Nevin and other orthodox sacramental Protestants watched in horror as word and sacrament were replaced by enthusiasm and successive “new measures” utilized by revivalist ministers to gain converts. Inevitably the newness of the measures would wear off, and revivalists would try and replicate the success of the preceding measures with even newer and often more outrageous measures, many of which took the form of unhealthy emotional coercion. The listeners who attended the revivals grew, said Nevin, “obtuse to the stirring show,” and felt themselves in “no connection with what is going forward, except as they find an opportunity, from time to time, to fall in with the catch of some familiar revival-song, which they shout forth as boisterously as anybody else.” Nevin argued that “fanaticism has no power to make God’s presence felt. It is wild, presumptuous and profane, where it affects to partake most largely of the power of heaven.” “No wonder,” Nevin wrote exasperatedly, “that the religion which is commenced and carried forward under such auspices, should show itself to be characteristically coarse and gross.” [3]
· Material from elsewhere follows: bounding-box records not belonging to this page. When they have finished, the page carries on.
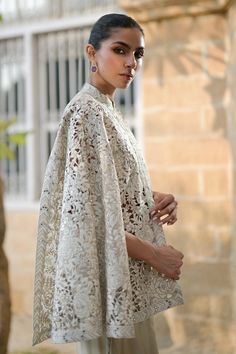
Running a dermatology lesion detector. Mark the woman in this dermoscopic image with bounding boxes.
[34,14,183,354]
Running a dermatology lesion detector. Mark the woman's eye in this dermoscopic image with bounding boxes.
[114,48,125,54]
[135,51,144,59]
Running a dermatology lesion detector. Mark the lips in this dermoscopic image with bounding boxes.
[120,73,134,80]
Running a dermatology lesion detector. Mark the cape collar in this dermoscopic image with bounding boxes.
[82,82,115,109]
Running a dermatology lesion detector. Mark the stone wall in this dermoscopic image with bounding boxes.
[3,1,236,354]
[128,1,236,354]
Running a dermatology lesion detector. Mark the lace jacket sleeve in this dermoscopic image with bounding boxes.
[33,97,134,344]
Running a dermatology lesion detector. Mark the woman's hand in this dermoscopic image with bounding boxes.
[150,192,178,225]
[125,231,184,280]
[146,245,184,280]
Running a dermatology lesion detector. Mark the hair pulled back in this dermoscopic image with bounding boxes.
[88,13,144,50]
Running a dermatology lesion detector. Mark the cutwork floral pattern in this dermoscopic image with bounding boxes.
[33,84,183,344]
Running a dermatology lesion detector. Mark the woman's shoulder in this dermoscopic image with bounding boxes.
[64,90,103,117]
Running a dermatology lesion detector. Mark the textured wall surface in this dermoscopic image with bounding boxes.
[3,1,236,354]
[140,4,236,354]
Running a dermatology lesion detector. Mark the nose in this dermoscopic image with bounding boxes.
[125,54,137,69]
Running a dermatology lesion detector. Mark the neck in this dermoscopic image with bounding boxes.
[89,75,116,101]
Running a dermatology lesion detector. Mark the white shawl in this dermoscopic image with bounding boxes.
[33,84,183,344]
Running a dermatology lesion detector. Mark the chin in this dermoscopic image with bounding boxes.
[117,81,132,89]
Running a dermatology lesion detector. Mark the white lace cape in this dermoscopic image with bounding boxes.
[33,84,183,344]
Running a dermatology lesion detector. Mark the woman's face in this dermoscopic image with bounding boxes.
[88,28,144,95]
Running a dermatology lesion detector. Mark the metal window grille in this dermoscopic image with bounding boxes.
[0,38,27,195]
[0,0,117,23]
[38,29,136,180]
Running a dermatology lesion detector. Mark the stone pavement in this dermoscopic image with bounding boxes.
[9,315,230,354]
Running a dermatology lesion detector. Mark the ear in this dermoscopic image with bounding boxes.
[85,44,96,61]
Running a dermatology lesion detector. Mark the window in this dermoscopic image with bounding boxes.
[0,8,143,201]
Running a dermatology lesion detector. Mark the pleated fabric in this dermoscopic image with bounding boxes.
[77,318,159,354]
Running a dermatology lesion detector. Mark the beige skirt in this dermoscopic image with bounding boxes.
[77,319,158,354]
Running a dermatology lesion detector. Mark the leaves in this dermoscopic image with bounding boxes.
[0,118,29,160]
[0,142,15,160]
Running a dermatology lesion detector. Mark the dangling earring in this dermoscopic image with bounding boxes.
[91,63,98,73]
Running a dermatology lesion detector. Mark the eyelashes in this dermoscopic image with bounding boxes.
[113,47,144,59]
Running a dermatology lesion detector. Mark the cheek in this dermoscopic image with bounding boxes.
[98,53,120,68]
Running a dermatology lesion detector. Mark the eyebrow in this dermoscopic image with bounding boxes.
[112,41,144,50]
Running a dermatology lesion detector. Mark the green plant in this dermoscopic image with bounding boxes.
[0,118,28,160]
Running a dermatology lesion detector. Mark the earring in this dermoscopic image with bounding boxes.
[91,64,98,73]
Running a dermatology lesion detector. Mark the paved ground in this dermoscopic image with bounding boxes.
[9,316,233,354]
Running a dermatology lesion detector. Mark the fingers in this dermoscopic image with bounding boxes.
[150,192,178,225]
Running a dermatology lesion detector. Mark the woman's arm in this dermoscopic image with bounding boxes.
[125,232,184,280]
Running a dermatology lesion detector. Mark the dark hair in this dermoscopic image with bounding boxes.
[88,13,144,50]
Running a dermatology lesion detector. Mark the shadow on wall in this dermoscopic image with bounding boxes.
[144,15,235,354]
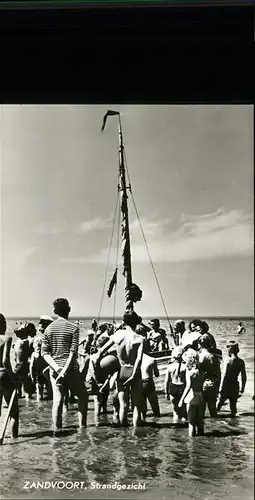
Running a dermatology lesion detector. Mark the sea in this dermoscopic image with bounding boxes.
[0,318,254,500]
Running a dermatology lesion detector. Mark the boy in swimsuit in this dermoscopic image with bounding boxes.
[13,323,33,400]
[141,341,160,422]
[217,340,247,417]
[178,349,204,437]
[0,314,19,438]
[29,316,53,401]
[165,346,187,424]
[94,310,144,427]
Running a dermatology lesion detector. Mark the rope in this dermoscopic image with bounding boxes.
[112,192,121,323]
[97,188,119,322]
[124,150,173,333]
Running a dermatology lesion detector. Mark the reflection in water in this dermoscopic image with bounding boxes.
[0,321,254,500]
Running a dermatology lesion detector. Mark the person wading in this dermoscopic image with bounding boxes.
[42,298,88,432]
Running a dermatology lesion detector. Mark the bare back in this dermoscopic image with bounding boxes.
[141,353,156,380]
[112,327,144,366]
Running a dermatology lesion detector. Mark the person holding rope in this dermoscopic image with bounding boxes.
[0,314,19,438]
[93,310,144,427]
[42,298,88,434]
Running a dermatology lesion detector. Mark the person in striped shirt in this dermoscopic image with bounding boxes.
[42,298,88,432]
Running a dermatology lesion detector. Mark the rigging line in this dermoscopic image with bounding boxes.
[124,150,173,333]
[113,191,121,322]
[97,191,119,322]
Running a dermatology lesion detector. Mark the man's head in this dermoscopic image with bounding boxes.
[149,318,160,330]
[135,323,147,339]
[197,333,212,350]
[174,319,185,334]
[171,346,183,361]
[14,323,28,340]
[227,340,239,356]
[0,313,6,335]
[189,319,202,332]
[39,315,53,332]
[123,311,141,330]
[26,323,36,337]
[53,298,71,318]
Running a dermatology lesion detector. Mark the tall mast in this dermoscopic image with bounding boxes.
[102,110,134,310]
[118,114,134,310]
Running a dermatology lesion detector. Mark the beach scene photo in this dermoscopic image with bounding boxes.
[0,103,254,500]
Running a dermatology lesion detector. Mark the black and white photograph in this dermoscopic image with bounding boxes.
[0,102,254,500]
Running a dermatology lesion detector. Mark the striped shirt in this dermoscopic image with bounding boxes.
[41,317,79,370]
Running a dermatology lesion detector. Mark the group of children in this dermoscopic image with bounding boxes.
[0,308,246,437]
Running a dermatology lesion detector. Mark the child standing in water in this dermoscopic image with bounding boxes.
[165,346,187,423]
[217,340,247,417]
[178,349,204,437]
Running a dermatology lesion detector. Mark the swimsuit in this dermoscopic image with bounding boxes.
[142,378,155,398]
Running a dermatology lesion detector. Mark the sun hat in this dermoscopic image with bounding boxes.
[227,340,239,347]
[39,314,53,325]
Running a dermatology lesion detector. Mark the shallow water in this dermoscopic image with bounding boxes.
[0,319,254,500]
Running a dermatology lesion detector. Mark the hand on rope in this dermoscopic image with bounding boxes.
[125,283,143,302]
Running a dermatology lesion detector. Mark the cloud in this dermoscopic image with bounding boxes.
[79,217,111,234]
[62,208,253,264]
[34,222,65,236]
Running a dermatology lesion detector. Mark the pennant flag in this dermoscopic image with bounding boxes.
[101,109,119,132]
[107,268,118,298]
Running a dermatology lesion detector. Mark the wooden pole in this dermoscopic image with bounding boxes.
[0,389,17,445]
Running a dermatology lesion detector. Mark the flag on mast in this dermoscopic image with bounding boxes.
[101,109,119,132]
[107,268,118,298]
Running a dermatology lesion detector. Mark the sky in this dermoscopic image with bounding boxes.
[0,104,254,317]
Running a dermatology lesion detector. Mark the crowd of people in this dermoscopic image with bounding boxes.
[0,298,246,437]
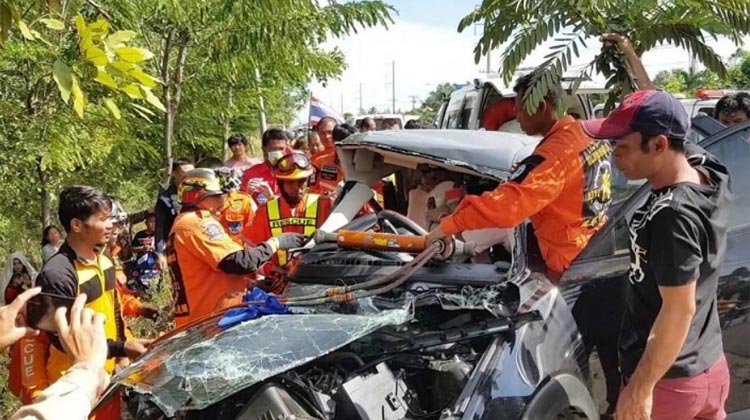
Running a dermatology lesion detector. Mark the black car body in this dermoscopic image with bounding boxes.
[101,128,750,420]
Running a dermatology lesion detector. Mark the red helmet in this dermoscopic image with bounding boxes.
[178,168,226,207]
[273,149,314,181]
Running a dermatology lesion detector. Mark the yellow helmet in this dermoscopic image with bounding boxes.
[177,168,226,207]
[273,149,314,181]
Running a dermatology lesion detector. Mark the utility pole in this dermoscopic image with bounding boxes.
[409,95,419,111]
[255,68,268,137]
[391,60,396,114]
[474,5,492,74]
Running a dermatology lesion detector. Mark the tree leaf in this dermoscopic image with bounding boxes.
[86,46,109,67]
[18,20,36,41]
[52,60,73,104]
[106,31,138,45]
[128,66,159,88]
[120,83,145,99]
[141,86,167,112]
[130,103,156,117]
[75,14,89,37]
[115,47,154,63]
[39,19,65,31]
[72,76,86,118]
[104,98,122,120]
[94,70,118,89]
[89,19,109,37]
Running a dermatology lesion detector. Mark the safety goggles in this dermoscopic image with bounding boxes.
[274,153,310,175]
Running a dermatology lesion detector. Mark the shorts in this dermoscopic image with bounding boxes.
[651,355,729,420]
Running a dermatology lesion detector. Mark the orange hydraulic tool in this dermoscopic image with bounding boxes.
[313,230,474,259]
[314,230,427,254]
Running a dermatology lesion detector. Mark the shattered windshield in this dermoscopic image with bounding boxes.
[114,290,411,417]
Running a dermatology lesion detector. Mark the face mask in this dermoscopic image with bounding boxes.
[268,150,284,165]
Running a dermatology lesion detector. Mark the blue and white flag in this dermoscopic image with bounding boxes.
[310,96,344,125]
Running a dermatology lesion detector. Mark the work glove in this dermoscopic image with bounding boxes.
[138,303,159,321]
[266,233,305,251]
[425,204,451,223]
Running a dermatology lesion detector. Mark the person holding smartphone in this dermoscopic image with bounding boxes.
[25,186,146,416]
[0,287,109,420]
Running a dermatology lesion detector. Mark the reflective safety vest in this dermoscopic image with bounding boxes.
[266,193,320,267]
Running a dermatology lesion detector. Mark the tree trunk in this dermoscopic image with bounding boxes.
[222,85,234,160]
[164,34,190,170]
[36,159,52,227]
[160,29,174,188]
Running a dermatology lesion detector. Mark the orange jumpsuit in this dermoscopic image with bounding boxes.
[310,149,344,195]
[440,116,612,277]
[219,192,255,245]
[247,193,332,267]
[167,210,250,328]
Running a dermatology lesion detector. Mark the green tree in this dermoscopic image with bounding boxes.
[108,0,393,180]
[0,1,161,225]
[728,48,750,89]
[458,0,750,111]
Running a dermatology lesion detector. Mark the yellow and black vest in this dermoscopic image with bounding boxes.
[37,243,125,383]
[266,194,320,267]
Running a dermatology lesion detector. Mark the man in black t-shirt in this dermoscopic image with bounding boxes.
[130,214,156,259]
[583,90,730,420]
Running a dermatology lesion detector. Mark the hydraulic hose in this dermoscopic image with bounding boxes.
[284,242,443,306]
[281,242,443,306]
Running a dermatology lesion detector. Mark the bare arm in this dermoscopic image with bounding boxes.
[601,34,656,90]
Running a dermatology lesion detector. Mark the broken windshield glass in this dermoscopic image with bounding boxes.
[114,292,411,417]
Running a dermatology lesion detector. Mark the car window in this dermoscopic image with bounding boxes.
[702,126,750,228]
[457,92,477,128]
[444,103,461,128]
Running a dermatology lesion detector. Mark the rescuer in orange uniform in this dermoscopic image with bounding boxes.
[167,168,304,327]
[247,149,332,273]
[196,157,255,246]
[428,73,612,281]
[310,117,348,195]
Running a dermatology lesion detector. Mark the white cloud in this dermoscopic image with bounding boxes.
[298,18,748,122]
[302,21,478,119]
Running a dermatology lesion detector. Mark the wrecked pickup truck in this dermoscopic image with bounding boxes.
[94,130,599,420]
[97,125,750,420]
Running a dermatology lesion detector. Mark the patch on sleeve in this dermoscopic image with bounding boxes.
[508,155,544,184]
[203,220,227,241]
[320,165,339,181]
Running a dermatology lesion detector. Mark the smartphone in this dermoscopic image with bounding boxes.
[26,293,75,332]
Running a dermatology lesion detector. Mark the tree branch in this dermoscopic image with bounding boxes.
[86,0,112,20]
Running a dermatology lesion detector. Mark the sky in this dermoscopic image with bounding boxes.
[298,0,748,122]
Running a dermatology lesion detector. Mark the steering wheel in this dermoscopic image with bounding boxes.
[377,210,427,236]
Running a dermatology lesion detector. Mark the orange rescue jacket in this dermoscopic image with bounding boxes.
[440,116,612,275]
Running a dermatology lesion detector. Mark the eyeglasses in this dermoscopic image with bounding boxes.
[274,153,310,175]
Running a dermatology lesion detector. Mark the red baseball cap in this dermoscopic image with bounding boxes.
[581,90,690,140]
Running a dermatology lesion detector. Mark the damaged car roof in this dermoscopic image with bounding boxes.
[336,130,540,179]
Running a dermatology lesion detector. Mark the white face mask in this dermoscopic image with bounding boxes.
[268,150,284,165]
The Anxious Bench’s warnings went largely unheeded and North American religiosity proved increasingly driven by what Europeans called schwarmerei, or unbridled enthusiasm. Nevin went on to serve as president and professor at what is today Franklin & Marshall College. He authored several other well-received works of theology and church history. He and Philip Schaff collaborated regularly and Nevin encouraged his colleague to complete his magnificent eight-volume History of the Christian Church. A small but welcome reclamation of Nevin by Reformed historians and theologians has occurred in the twenty-first century. Jonathan G. Bonomo’s 2015 Incarnation and Sacrament contextualizes and explains the debate over eucharistic theology between Hodge and Nevin. D.G. Hart’s John Williamson Nevin: High-Church Calvinist is an excellent biography and primer on the robust ecclesiology that typified Nevin and other Reformed clerics in the United States during the Nineteenth Century. Bonomo and Hart’s works, one hopes, will not be the last on this useful and fascinating figure in the history of North American Reformed churches.

[1] For more on the eucharistic controversy see Linden J. Debie, Coena Mystica: Debating Reformed Eucharistic Theology (Eugene, OR: Wipf & Stock, 2013); George W. Richards, “The Mercersburg Theology: Its Purpose and Principles,” Church History 20 (1951): 42-55; Richard E. Wentz, John Williamson Nevin, American Theologian (New York and Oxford: Oxford University Press, 1997).

[2] John Williamson Nevin, The Anxious Bench (Chambersburg: The German Reformed Church, 1844), 35-36.

[3] Nevin, The Anxious Bench, 109-110.